Load Profiles
Load profiles control how virtual users are distributed over time during a test. VoltTest supports two approaches: constant load and staged load profiles.
Constant Load
The simplest approach — a fixed number of virtual users for a set duration.
$test = new VoltTest('Constant Load Test');
$test->setVirtualUsers(100);
$test->setDuration('5m');
This runs 100 VUs for 5 minutes. All users start immediately by default.
Ramp-Up
Gradually start virtual users over a period instead of all at once. This avoids a thundering herd hitting your server at second zero.
$test = new VoltTest('Ramped Load Test');
$test->setVirtualUsers(200);
$test->setDuration('10m');
$test->setRampUp('30s'); // Spread user starts over 30 seconds
With ramp-up, VUs start linearly over the specified time:
- At 0s: 0 VUs active
- At 15s: ~100 VUs active
- At 30s: all 200 VUs active
- At 10m: test ends
When to Use Constant Load
- Baseline testing — measure steady-state performance under known load
- Smoke tests — quick sanity check with low VU count
- Endurance tests — sustained load over a long duration to find memory leaks
Staged Load Profiles
Stages let you define a dynamic load profile where VU count changes over time. Each stage linearly ramps from the previous target to a new target over a given duration.
$test = new VoltTest('Staged Test');
$test->stage('1m', 50); // Ramp up to 50 VUs over 1 minute
$test->stage('5m', 50); // Hold at 50 VUs for 5 minutes
$test->stage('30s', 200); // Spike to 200 VUs over 30 seconds
$test->stage('5m', 200); // Hold at 200 VUs for 5 minutes
$test->stage('1m', 0); // Ramp down to 0 over 1 minute
Stage Parameters
| Parameter | Type | Description |
|---|---|---|
| duration | string | How long this stage lasts (<number>[s|m|h]) |
| target | int | Target VU count at the end of this stage |
Each stage starts from wherever the previous stage ended. The first stage starts from 0.
Common Patterns
Ramp Up → Hold → Ramp Down
The standard load test pattern. Gradually increase load, sustain it, then wind down.

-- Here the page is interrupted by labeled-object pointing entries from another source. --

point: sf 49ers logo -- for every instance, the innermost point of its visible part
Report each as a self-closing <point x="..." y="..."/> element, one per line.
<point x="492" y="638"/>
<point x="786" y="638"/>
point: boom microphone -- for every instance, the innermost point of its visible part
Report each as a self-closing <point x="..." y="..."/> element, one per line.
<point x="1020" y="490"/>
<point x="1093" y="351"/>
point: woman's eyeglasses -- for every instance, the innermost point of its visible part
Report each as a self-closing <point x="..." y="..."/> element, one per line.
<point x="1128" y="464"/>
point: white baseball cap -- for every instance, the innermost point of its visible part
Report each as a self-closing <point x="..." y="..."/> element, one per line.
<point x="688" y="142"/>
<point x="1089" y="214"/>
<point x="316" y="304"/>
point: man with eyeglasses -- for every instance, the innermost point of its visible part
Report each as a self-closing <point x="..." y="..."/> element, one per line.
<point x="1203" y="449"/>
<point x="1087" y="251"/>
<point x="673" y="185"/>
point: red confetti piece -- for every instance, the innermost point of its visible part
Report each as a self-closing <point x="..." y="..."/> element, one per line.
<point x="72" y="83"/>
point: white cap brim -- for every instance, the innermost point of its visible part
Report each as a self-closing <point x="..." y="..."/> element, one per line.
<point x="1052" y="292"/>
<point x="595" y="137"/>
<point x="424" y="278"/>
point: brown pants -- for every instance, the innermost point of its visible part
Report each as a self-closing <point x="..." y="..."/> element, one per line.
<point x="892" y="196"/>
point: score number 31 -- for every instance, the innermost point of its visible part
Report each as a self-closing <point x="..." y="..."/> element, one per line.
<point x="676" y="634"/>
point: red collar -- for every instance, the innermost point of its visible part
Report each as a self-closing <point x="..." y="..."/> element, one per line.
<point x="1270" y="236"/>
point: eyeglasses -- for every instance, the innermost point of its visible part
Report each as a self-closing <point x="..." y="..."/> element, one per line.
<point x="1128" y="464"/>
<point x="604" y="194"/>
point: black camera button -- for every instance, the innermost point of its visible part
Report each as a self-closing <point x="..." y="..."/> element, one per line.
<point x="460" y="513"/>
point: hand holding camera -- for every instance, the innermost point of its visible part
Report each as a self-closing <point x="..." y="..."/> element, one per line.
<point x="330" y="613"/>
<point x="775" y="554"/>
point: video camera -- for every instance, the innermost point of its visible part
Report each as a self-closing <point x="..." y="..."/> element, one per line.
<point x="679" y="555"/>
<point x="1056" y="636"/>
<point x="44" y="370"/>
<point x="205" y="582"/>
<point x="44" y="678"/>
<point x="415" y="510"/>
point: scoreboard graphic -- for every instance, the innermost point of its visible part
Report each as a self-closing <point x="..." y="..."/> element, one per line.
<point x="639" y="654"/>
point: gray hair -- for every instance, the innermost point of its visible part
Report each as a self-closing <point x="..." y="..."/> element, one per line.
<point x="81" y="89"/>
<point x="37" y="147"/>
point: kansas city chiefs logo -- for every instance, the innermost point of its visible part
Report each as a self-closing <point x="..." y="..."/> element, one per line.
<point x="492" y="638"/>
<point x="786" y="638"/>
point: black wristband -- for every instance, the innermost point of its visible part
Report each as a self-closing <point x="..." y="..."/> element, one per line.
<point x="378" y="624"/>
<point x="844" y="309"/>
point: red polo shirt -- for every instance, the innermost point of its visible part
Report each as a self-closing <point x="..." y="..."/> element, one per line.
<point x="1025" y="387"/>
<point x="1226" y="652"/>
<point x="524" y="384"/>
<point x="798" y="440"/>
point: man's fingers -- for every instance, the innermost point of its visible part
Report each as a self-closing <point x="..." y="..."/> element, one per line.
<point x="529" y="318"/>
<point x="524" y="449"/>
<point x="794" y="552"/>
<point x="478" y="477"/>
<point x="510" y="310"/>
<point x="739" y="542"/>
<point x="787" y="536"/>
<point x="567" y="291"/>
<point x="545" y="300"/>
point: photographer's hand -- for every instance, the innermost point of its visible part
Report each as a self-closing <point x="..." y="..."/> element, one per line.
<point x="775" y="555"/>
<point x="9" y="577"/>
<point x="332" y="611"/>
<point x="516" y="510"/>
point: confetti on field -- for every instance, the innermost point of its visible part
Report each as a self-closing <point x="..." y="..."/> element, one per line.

$test->stage('2m', 100); // Ramp up
$test->stage('10m', 100); // Hold
$test->stage('2m', 0); // Ramp down
Spike Test
Test how your system handles sudden traffic surges.
$test->stage('1m', 50); // Normal load
$test->stage('5m', 50); // Hold normal
$test->stage('10s', 500); // Sudden spike
$test->stage('1m', 500); // Hold spike
$test->stage('10s', 50); // Drop back to normal
$test->stage('5m', 50); // Hold normal
$test->stage('1m', 0); // Ramp down
Step-Up (Stress Test)
Incrementally increase load to find the breaking point.
$test->stage('1m', 100); // Step 1
$test->stage('3m', 100); // Hold
$test->stage('1m', 200); // Step 2
$test->stage('3m', 200); // Hold
$test->stage('1m', 400); // Step 3
$test->stage('3m', 400); // Hold
$test->stage('1m', 800); // Step 4
$test->stage('3m', 800); // Hold
$test->stage('2m', 0); // Ramp down
Soak Test (Endurance)
Sustained load over a long period to detect memory leaks and degradation.
$test->stage('5m', 100); // Ramp up
$test->stage('2h', 100); // Hold for 2 hours
$test->stage('5m', 0); // Ramp down
When to Use Staged Profiles
- Realistic traffic simulation — real users don't all arrive at once
- Spike testing — simulate flash sales, marketing campaigns, or viral events
- Stress testing — find breaking points by stepping up load incrementally
- Soak testing — long-running tests to find slow memory leaks or connection pool exhaustion
Constant vs Staged
| Constant Load | Staged Profiles | |
|---|---|---|
| VU count | Fixed for entire test | Changes over time |
| Setup | setVirtualUsers() + setDuration() | stage() calls |
| Ramp-up | Optional via setRampUp() | Built into first stage |
| Complexity | Simple | Flexible |
| Best for | Baseline, smoke tests | Spike, stress, soak tests |
Constant load and staged profiles are mutually exclusive. Using stage() prevents using setVirtualUsers(), setDuration(), and setRampUp() — and vice versa.
Cloud Mode
Both constant and staged profiles work identically in cloud mode:
$test = new VoltTest('Cloud Staged Test');
$test->cloud('vt_your_api_key');
$test->stage('2m', 500);
$test->stage('10m', 500);
$test->stage('2m', 0);
$test->run();
See the Cloud Mode page for details on cloud execution.